The February 2021 US Policy Update.
Competition Law Continues To Build Heat
On February 4th Senator Klobuchar (D-MN) introduced the Competition and Antitrust Law Enforcement Reform Act. The bill is co-sponsored by Judiciary Subcommittee on Antitrust and Commerce Committee members Richard Blumenthal (D-CT), Cory Booker (D-NJ), Ed Markey (D-MA), and Brian Schatz (D-HI). Sen. Klobuchar was quoted as saying “We are ruining capitalism by allowing monopolies to destroy nearly every industry.” The sweeping legislation proposes to increase enforcement resources, strengthen prohibitions against anticompetitive mergers, and creates new provisions prohibiting “exclusionary conduct”. Notably, it also establishes a new independent FTC division to study markets and retrospectively assess mergers, and implement a series of reforms designed to seek civil fines for antitrust violations.
While reforms in the competition space are long overdue, many are concerned with the impact the sweeping legislation would have on venture capital and the nature of the tech startup community. Increased government involvement in mergers and acquisitions would negatively impact funding and effectively eliminate exit opportunities for developers seeking to sell their companies at a profit.
President Biden’s nominee for Attorney General, Merrick Garland, vowed to vigorously enforce antitrust laws, indicating he has ‘no conflicts’ of interest when it came to possible prosecution of large tech platforms. The Alliance is urging a cautious approach focused on increasing transparency and accountability while preserving the competitive ecosystem developers depend on.
Privacy Or Public Health?
After privacy concerns derailed contact tracing efforts for COVID-19 last year, health data privacy remains a priority of lawmakers. The Public Health Emergency Privacy Act — first introduced at the start of the pandemic — was reintroduced with additions in the new Congress to push the legislation forward. The initial bill set forward privacy protections surrounding health information sharing on contact tracing apps and efforts to gain user confidence for sharing their COVID-related information. The reintroduced bill hopes to build trust and revitalize containment efforts by offering many of the same promises as last congress’s proposed bill while updating proposals to include patient information surrounding vaccines, which are now (thankfully!) part of the equation.

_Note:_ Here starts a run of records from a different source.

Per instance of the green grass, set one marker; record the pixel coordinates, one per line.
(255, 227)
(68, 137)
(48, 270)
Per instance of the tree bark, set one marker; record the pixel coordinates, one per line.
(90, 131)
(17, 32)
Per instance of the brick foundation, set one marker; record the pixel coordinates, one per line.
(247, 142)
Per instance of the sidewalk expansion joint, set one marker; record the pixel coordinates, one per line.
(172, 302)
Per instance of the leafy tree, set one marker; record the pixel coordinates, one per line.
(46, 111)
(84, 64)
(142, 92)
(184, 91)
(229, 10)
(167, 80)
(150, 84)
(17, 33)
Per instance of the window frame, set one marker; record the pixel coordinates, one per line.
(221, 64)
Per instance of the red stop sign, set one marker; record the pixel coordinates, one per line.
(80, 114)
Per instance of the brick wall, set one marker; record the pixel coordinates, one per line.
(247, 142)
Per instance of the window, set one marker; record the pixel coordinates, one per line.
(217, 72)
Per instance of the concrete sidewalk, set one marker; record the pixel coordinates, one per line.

Additionally, Senator Wyden (D-OR) is revisiting his efforts from the previous congress over national privacy legislation. A new bill, which should drop shortly, is said to prevent law enforcement agencies from obtaining the personal data of consumers without a prior warrant or court order.
Once Again, Section 230
Just because it’s a new Congress and Trump hasn’t tweeted about it doesn’t mean politicians have forgotten about their hatred of Section 230. Discussion drafts continue to circulate for how to reform the platform liability shield. Recent proposals have increasingly focused on how Section 230 reform is needed to prevent the civil liberties violations that occur online, specifically through targeted advertising. Civil rights groups however are split on how to handle the legislation, with some believing reform needs to err on the side of censorship and others believing more marginalized voices need to be heard more.
Federal Digital IDs May Be Coming
Developers Alliance has long discussed the prospect of a digital ID, and bills promoting just that are now being revived. Tech-savvy member of congress Rep. Bill Foster (D-IL) introduced his bipartisan Improving Digital Identity Act last year. Rep. Foster has indicated, however, that he would like this act too to see a second life and plans to reintroduce it in the coming weeks. Chances are high this bill will gain traction in the Senate given its content and bipartisan nature. The bill would:
…establish a task force to bring together key federal agencies with state and local government representatives. This task force would develop secure methods for government agencies to validate identity attributes to protect the privacy and security of individuals as well as supporting reliable, interoperable digital identity verification tools in the public and private sectors.
…direct the National Institute of Standards and Technology (NIST) to create a new framework of standards to guide government agencies when providing digital identity verification services – emphasizing privacy and security.
…establish a grant program within the Department of Homeland Security to allow states to upgrade the systems they use to issue drivers’ licenses and other types of identity credentials, and to support the development of secure, interoperable state systems that enable digital identity verification per the framework developed by NIST.